For a long time — though my late 20s and into my 30s — I liked what I called a “kiddish” element to my look. I came up with “kiddish” because of some confusion a friend had when I asked her if she thought I dressed too young. Young to her meant sexy and there’s no way my kiddishness was sexy. Exhibit A: little Keen sneakers.
So I retired my little Keen sneakers, but I kept my Converse.
(I persuaded myself that these look more European than kiddish.)
My rule now, though, is that I can only wear these little sneakers with an outfit that is in no other way kiddish. So if I wear my little boy’s watch — the one with the stretchy cammo band and a tiny helicopter that flies around the face as a second hand — I can’t wear the sneakers.
(Unless I’m running out to take the twins on a quick stroll; the watch is pretty small and isn’t that noticeably kiddish.)

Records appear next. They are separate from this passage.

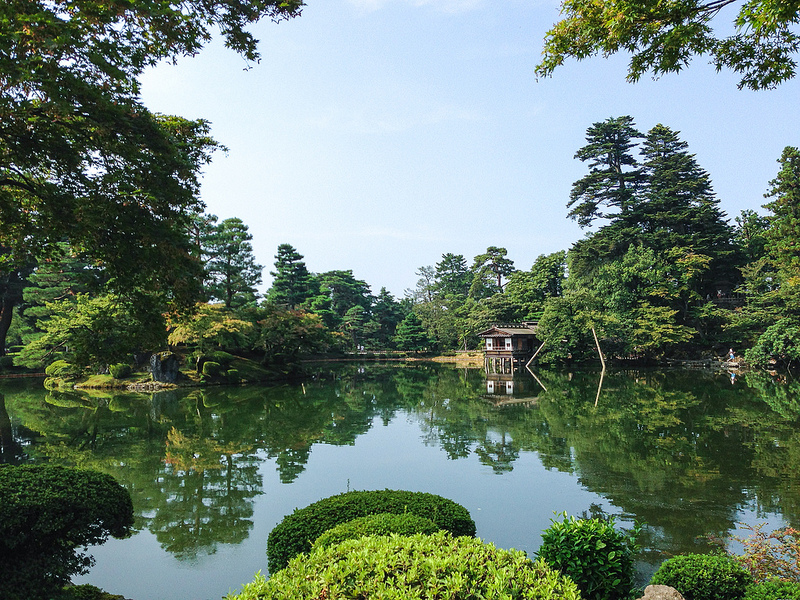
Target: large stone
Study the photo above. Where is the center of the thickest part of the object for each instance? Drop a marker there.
(164, 367)
(661, 592)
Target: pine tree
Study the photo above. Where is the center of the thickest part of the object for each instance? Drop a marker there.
(609, 188)
(234, 273)
(784, 228)
(292, 283)
(677, 206)
(411, 334)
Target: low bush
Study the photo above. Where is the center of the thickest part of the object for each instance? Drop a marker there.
(119, 370)
(704, 577)
(595, 555)
(773, 590)
(48, 517)
(298, 530)
(211, 369)
(62, 369)
(419, 566)
(87, 592)
(380, 524)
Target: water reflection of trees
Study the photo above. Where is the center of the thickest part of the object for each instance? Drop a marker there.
(682, 452)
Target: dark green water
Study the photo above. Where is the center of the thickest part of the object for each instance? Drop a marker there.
(211, 471)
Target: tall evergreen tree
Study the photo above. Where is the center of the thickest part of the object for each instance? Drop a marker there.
(453, 277)
(784, 231)
(387, 314)
(609, 188)
(232, 267)
(677, 204)
(411, 334)
(488, 271)
(678, 208)
(291, 284)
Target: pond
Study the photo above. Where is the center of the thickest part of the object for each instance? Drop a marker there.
(212, 471)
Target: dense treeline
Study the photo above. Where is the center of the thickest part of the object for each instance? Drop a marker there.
(661, 272)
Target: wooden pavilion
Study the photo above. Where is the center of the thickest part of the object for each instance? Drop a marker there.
(508, 347)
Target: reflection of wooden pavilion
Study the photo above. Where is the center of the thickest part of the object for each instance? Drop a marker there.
(509, 347)
(503, 389)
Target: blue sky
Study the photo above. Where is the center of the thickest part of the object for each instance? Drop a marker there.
(376, 135)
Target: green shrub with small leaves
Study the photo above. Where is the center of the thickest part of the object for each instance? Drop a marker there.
(595, 555)
(119, 370)
(211, 369)
(773, 590)
(380, 524)
(87, 592)
(419, 566)
(62, 369)
(298, 530)
(704, 577)
(48, 516)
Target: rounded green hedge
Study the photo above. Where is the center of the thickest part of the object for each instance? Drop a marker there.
(704, 577)
(420, 566)
(380, 524)
(49, 515)
(298, 530)
(595, 555)
(773, 590)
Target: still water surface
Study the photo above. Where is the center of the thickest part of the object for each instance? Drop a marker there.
(212, 471)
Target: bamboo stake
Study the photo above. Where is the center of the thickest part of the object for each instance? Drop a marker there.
(603, 372)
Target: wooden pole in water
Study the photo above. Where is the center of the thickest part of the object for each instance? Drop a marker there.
(603, 372)
(534, 355)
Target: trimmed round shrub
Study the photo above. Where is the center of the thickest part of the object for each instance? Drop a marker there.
(211, 369)
(704, 577)
(773, 590)
(595, 555)
(48, 517)
(419, 566)
(298, 530)
(63, 369)
(119, 370)
(380, 524)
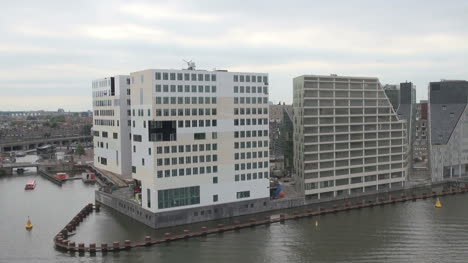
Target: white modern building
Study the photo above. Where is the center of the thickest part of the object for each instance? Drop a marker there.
(347, 137)
(111, 125)
(199, 140)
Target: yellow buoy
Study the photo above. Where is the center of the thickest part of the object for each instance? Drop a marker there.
(29, 224)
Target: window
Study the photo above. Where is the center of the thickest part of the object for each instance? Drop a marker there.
(178, 197)
(148, 197)
(244, 194)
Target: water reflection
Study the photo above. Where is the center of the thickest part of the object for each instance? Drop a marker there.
(405, 232)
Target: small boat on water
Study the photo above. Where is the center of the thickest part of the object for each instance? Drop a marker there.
(61, 176)
(28, 224)
(20, 154)
(30, 185)
(88, 177)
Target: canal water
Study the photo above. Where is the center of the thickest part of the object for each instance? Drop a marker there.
(405, 232)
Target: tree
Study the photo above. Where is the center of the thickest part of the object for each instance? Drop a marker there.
(79, 150)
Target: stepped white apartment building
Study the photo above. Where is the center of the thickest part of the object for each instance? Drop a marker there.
(111, 124)
(347, 137)
(199, 139)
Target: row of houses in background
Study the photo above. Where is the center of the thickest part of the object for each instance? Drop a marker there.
(201, 145)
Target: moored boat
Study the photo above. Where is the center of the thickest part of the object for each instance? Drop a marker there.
(61, 176)
(30, 185)
(88, 177)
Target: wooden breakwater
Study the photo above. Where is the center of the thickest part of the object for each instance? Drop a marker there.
(62, 242)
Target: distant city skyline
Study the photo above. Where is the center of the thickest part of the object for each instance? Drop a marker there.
(49, 61)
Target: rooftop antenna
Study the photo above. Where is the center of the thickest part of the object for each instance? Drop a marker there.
(190, 64)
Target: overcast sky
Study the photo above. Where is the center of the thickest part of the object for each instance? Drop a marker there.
(50, 51)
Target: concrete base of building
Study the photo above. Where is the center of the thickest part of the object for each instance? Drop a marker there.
(193, 215)
(213, 212)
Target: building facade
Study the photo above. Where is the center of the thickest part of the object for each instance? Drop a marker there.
(420, 149)
(393, 94)
(199, 139)
(281, 139)
(407, 111)
(111, 124)
(448, 129)
(347, 137)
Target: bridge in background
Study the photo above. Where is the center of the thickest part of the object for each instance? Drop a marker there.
(25, 144)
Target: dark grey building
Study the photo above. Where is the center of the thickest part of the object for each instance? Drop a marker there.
(448, 129)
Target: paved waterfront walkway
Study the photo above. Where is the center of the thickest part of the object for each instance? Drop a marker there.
(117, 180)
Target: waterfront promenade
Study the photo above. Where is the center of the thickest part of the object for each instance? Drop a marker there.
(401, 232)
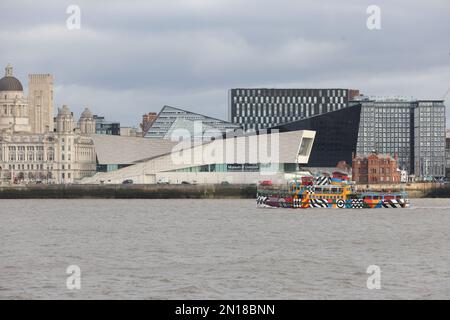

The whole idea of tomboy style (according to the site) is “an inherent sense of confidence, rebelliousness, and adventure.” Claiming these attributes as your own feels a little like knighting yourself (which would be pretty awkward — if not dangerous — getting that blade to touch both shoulders cleanly). But if you’re rebelling against heels and wearing little sneakers, chances are you can be confident that you can be more physically adventurous than if you were wearing, say, spikes.
Tomboy Style has loads of gorgeous images (be sure to click on the labels 20s, 30s, etc. for tomboy style by decade) but here are a few of my own favorite tomboys that I’ve come across in fact and fiction.
Officially Dora Carrinton, Carrington dropped her first name around the time she cropped her hair. She was an artist and a fringe member of the Bloomsbury group, which included Virginia Woolf, Vanessa Bell and Lytton Strachey. She liked dressing in boy’s clothes, especially when traveling with her life-partner, the homosexual Lytton Strachey. (Yes, it was complicated.)
Emma Thompson as Carrington in the film of the same name.
So many gorgeous images to choose from — both tomboy and glamour. But Hepburn — Kate — favored the tomboy look in real life as well as on screen. Talk about “a sense of confidence, rebelliousness, and adventure.”
Finally, Anna in Beginners:
Even when she wasn’t cross-dressed in a suit at a costume party, Anna had tomboy style. Having Ewan McGregor — and a pair of roller skates — as an accessory doesn’t hurt either.
If you dig tomboy style — and who wouldn’t? — who are your favorite tomboy icons?